Campbell Brown has spent her career chasing accurate information, first as a renowned TV journalist, then as Facebook’s first, and only, dedicated news chief. Now, watching AI reshape how people consume information, she sees history threatening to repeat itself. This time, she’s not waiting for someone else to fix it.

Her company, Forum AI — which she discussed recently with TechCrunch’s Tim Fernholz at a StrictlyVC evening in San Francisco — evaluates how foundation models perform on what she calls “high-stakes topics” — geopolitics, mental health, finance, hiring — subjects where “there are no clear yes-or-no answers, where it’s murky and nuanced and complex.”
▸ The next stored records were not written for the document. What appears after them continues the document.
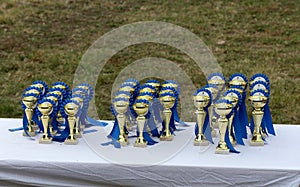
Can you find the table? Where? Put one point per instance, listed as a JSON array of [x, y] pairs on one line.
[[25, 162]]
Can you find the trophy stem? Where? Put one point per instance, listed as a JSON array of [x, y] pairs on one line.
[[121, 122], [167, 134], [222, 147], [45, 138], [77, 130], [212, 122], [257, 136], [230, 130], [200, 139], [141, 142], [29, 114], [71, 140]]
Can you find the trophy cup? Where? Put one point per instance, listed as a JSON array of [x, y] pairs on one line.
[[121, 107], [79, 98], [212, 119], [168, 101], [238, 79], [234, 100], [257, 101], [218, 80], [201, 100], [46, 108], [141, 108], [71, 109], [30, 104], [223, 107]]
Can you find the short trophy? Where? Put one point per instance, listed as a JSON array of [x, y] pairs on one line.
[[141, 108], [121, 107], [257, 100], [202, 100], [168, 101], [223, 107], [29, 101], [71, 109], [45, 107]]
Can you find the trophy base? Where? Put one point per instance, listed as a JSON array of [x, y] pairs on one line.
[[71, 141], [82, 127], [257, 141], [213, 133], [78, 135], [200, 140], [201, 143], [166, 138], [123, 141], [35, 127], [140, 142], [29, 133], [222, 151], [45, 140], [232, 141], [222, 148]]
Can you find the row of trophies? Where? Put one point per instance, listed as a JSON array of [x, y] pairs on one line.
[[144, 105], [227, 108], [219, 104], [59, 112]]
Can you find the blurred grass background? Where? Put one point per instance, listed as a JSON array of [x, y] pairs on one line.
[[46, 39]]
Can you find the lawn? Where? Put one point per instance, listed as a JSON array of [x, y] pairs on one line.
[[46, 40]]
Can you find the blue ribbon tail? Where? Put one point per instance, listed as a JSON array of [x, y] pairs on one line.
[[231, 148], [268, 119], [206, 128], [177, 119], [15, 129], [95, 122], [151, 124], [238, 129]]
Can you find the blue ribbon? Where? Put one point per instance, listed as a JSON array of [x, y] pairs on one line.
[[95, 122], [227, 140], [206, 127], [238, 128]]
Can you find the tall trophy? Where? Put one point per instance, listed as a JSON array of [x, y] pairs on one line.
[[223, 107], [141, 107], [121, 106], [71, 109], [167, 100], [212, 118], [202, 100], [257, 100], [46, 108], [29, 102]]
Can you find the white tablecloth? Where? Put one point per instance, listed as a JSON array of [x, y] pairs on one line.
[[25, 162]]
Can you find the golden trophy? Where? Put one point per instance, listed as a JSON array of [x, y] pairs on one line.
[[141, 109], [71, 110], [168, 102], [77, 133], [46, 109], [257, 101], [212, 119], [222, 108], [234, 100], [201, 100], [30, 103], [121, 107]]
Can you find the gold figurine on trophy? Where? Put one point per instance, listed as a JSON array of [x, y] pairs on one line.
[[223, 107], [141, 107], [202, 100], [257, 100], [121, 106]]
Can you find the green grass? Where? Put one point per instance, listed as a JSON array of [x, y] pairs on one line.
[[46, 39]]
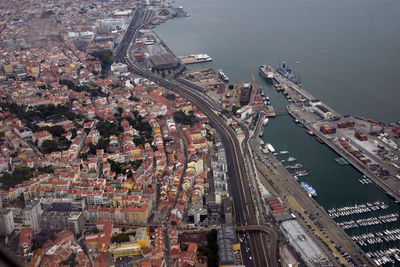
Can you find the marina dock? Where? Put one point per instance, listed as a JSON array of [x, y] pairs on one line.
[[347, 139]]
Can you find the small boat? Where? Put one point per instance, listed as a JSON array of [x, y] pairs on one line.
[[270, 148], [309, 132]]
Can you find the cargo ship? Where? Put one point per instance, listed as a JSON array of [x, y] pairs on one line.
[[311, 191], [222, 76], [245, 94], [266, 72], [286, 72]]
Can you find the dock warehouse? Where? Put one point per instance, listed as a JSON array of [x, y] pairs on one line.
[[303, 244], [164, 61]]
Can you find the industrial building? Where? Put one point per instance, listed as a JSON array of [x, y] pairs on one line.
[[226, 238], [309, 252]]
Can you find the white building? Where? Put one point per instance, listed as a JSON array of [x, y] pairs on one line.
[[120, 67], [245, 111], [6, 222], [31, 214]]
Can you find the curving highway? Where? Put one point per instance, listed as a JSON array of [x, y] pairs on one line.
[[263, 243]]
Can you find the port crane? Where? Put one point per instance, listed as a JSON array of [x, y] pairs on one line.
[[254, 82]]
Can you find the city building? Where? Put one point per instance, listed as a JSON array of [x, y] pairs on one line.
[[31, 214], [6, 222]]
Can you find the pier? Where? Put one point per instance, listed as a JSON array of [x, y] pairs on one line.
[[192, 59], [313, 114]]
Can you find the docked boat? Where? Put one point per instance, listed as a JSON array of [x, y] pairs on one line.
[[309, 132], [266, 72], [270, 148], [222, 76], [311, 191], [301, 173], [285, 71]]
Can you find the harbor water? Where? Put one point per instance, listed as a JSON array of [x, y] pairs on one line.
[[347, 53]]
The idea is to find the world’s foremost experts, have them architect benchmarks, then train AI judges to evaluate models at scale. For Forum AI’s geopolitics work, Brown has recruited Niall Ferguson, Fareed Zakaria, former Secretary of State Tony Blinken, former House Speaker Kevin McCarthy, and Anne Neuberger, who led cybersecurity in the Obama administration. The goal is to get AI judges to roughly 90% consensus with those human experts, a threshold she says Forum AI has been able to reach.

Brown traces the origin of Forum AI, founded 17 months ago in New York, to specific moment. “I was at Meta when ChatGPT was first released publicly,” she recalled, “and I remember really shortly after realizing this is going to be the funnel through which all information flows. And it’s not very good.” The implications for her own children made the moment feel almost existential. “My kids are going to be really dumb if we don’t figure out how to fix this,” she recalled thinking.

What frustrated her most was that accuracy didn’t seem to be anyone’s priority. Foundation model companies, she said, are “extremely focused on coding and math,” whereas news and information are harder. But harder, she argued, doesn’t mean optional.

Indeed, when Forum AI began evaluating the leading models, the findings weren’t exactly encouraging. She cited Gemini pulling from Chinese Communist Party websites “for stories that have nothing to do with China,” and noted a left-leaning political bias across nearly all models. Subtler failures abound too, she said, including missing context, missing perspectives, straw-manning arguments without acknowledgment. “There’s a long way to go,” she said. “But I also think that there are some very easy fixes that would vastly improve the outcomes.”

Brown spent years at Facebook watching what happens when a platform optimizes for the wrong thing. “We failed at a lot of the things we tried,” she told Fernholz. The fact-checking program she built no longer exists. The lesson, even if social media has turned a blind eye to it, is that optimizing for engagement has been lousy for society and left many less informed.

Her hope is that AI can break that cycle. “Right now it could go either way,” she said; companies could give users what they want, or they could “give people what’s real and what’s honest and what’s truthful.” She acknowledged the idealistic version of that — AI optimizing for truth — might sound naive. But she thinks enterprise may be the unlikely ally here. Businesses using AI for credit decisions, lending, insurance, and hiring care about liability, and “they’re going to want you to optimize for getting it right.”

That enterprise demand is also what Forum AI is betting its business on, though turning compliance interest into consistent revenue remains a challenge, particularly given that much of the current market is still satisfied with checkbox audits and standardized benchmarks that Brown considers inadequate.

The compliance landscape, she said, is “a joke.” When New York City passed the first hiring bias law requiring AI audits, the state comptroller found more than half had violations that went undetected. Real evaluation, she said, requires domain expertise to work through not just known scenarios but edge cases that “can get you into trouble that people don’t think about.” And that work takes time. “Smart generalists aren’t going to cut it.”

Brown — whose company last fall raised $3 million led by Lerer Hippeau — is uniquely positioned to describe the disconnect between the AI industry’s self-image and the reality for most users. “You hear from the leaders of the big tech companies, ‘This technology is going to change the world,’ ‘it’s going to put you out of work,’ ‘it’s going to cure cancer,'” she said. “But then to a normal person who’s just using a chatbot to ask basic questions, they’re still getting a lot of slop and wrong answers.”

Trust in AI sits at extraordinarily low levels, and she thinks that skepticism is, in many cases, justified. “The conversation is sort of happening in Silicon Valley around one thing, and a totally different conversation is happening among consumers.”